Anaerobic Oxidation of n-Dodecane by an Addition Reaction in a Sulfate-Reducing Bacterial Enrichment Culture

Kevin G. Kropp, Irene A. Davidova, and Joseph M. Suflita*

Institute for Energy and the Environment and Department of Botany and Microbiology, University of Oklahoma, Norman, Oklahoma 73019

Received 14 June 2000/Accepted 2 October 2000

We identified trace metabolites produced during the anaerobic biodegradation of H26- and D26-n-dodecane by an enrichment culture that mineralizes these compounds in a sulfate-dependent fashion. The metabolites are dodecylsuccinic acids that, in the case of the perdeuterated substrate, retain all of the deuterium atoms. The deuterium retention and the gas chromatography-mass spectrometry fragmentation patterns of the derivatized metabolites suggest that they are formed by C---H or C---D addition across the double bond of fumarate. As trimethylsilyl esters, two nearly coeluting metabolites of equal abundance with nearly identical mass spectra were detected from each of H26- and D26-dodecane, but as methyl esters, only a single metabolite peak was detected for each parent substrate. An authentic standard of protonated n-dodecylsuccinic acid that was synthesized and derivatized by the two methods had the same fragmentation patterns as the metabolites of H26-dodecane. However, the standard gave only a single peak for each ester type and gas chromatographic retention times different from those of the derivatized metabolites. This suggests that the succinyl moiety in the dodecylsuccinic acid metabolites is attached not at the terminal methyl group of the alkane but at a subterminal position. The detection of two equally abundant trimethylsilyl-esterified metabolites in culture extracts suggests that the analysis is resolving diastereomers which have the succinyl moiety located at the same subterminal carbon in two different absolute configurations. Alternatively, there may be more than one methylene group in the alkane that undergoes the proposed fumarate addition reaction, giving at least two structural isomers in equal amounts.

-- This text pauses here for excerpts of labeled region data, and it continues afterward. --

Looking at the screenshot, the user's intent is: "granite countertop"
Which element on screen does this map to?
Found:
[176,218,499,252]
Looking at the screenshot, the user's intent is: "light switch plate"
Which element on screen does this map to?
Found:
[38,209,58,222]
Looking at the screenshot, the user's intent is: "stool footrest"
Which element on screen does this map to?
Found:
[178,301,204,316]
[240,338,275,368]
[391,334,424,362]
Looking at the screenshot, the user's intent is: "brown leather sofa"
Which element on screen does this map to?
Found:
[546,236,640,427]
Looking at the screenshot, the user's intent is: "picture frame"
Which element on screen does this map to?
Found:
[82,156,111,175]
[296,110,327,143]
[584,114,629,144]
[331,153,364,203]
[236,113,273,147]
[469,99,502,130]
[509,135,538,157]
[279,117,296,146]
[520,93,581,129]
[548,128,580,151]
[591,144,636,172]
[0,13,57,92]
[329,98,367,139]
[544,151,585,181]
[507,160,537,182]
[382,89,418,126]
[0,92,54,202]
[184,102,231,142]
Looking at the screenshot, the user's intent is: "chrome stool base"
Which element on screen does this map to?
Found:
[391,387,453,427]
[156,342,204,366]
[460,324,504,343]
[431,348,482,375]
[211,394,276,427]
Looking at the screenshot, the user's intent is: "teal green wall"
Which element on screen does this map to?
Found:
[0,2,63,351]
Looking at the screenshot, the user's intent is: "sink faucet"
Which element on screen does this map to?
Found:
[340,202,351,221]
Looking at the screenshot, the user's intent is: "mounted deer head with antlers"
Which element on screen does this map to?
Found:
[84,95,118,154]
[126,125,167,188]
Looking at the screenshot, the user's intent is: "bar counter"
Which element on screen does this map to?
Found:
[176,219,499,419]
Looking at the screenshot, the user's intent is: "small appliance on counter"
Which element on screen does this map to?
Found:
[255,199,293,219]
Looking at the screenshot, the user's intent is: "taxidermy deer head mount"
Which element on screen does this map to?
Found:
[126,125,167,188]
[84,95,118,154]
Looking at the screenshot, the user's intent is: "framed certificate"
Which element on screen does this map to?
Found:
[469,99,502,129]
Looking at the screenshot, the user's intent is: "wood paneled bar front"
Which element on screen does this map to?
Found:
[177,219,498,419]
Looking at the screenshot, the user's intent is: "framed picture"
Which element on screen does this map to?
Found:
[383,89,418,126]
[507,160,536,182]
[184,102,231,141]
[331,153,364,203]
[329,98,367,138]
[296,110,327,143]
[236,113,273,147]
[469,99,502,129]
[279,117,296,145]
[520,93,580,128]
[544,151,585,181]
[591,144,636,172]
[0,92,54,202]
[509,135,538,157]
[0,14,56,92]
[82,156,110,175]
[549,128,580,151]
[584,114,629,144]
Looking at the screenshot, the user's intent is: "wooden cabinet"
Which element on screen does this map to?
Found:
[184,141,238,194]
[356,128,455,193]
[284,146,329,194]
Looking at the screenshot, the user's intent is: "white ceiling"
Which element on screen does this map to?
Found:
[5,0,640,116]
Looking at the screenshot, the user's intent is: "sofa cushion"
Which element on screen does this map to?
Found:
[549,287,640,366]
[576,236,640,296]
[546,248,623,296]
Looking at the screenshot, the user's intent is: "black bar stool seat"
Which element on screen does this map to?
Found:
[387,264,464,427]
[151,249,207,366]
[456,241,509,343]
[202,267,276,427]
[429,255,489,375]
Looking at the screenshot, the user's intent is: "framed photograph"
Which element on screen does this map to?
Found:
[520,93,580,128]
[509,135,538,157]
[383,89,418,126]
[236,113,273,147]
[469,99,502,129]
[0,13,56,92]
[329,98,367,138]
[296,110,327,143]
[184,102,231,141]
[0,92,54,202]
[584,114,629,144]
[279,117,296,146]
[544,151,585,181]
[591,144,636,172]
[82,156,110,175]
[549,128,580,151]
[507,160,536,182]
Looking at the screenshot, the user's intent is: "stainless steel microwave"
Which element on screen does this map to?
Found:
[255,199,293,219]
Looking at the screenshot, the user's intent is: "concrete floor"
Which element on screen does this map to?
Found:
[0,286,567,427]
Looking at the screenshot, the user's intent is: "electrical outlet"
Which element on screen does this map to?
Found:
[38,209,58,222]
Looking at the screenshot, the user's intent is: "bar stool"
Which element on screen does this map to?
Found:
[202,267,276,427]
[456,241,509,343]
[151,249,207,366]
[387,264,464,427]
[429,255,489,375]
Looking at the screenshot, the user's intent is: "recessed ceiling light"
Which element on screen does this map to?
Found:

* Corresponding author. Mailing address: Department of Botany and Microbiology, Institute for Energy and the Environment, University of Oklahoma, 770 Van Vleet Oval, Room 135, Norman, OK 73019-6131. Phone: (405) 325-5761. Fax: (405) 325-7541. E-mail: jsuflita{at}ou.edu.


Applied and Environmental Microbiology, December 2000, p. 5393-5398, Vol. 66, No. 12
0099-2240/00/$04.00+0
Copyright © 2000, American Society for Microbiology. All rights reserved.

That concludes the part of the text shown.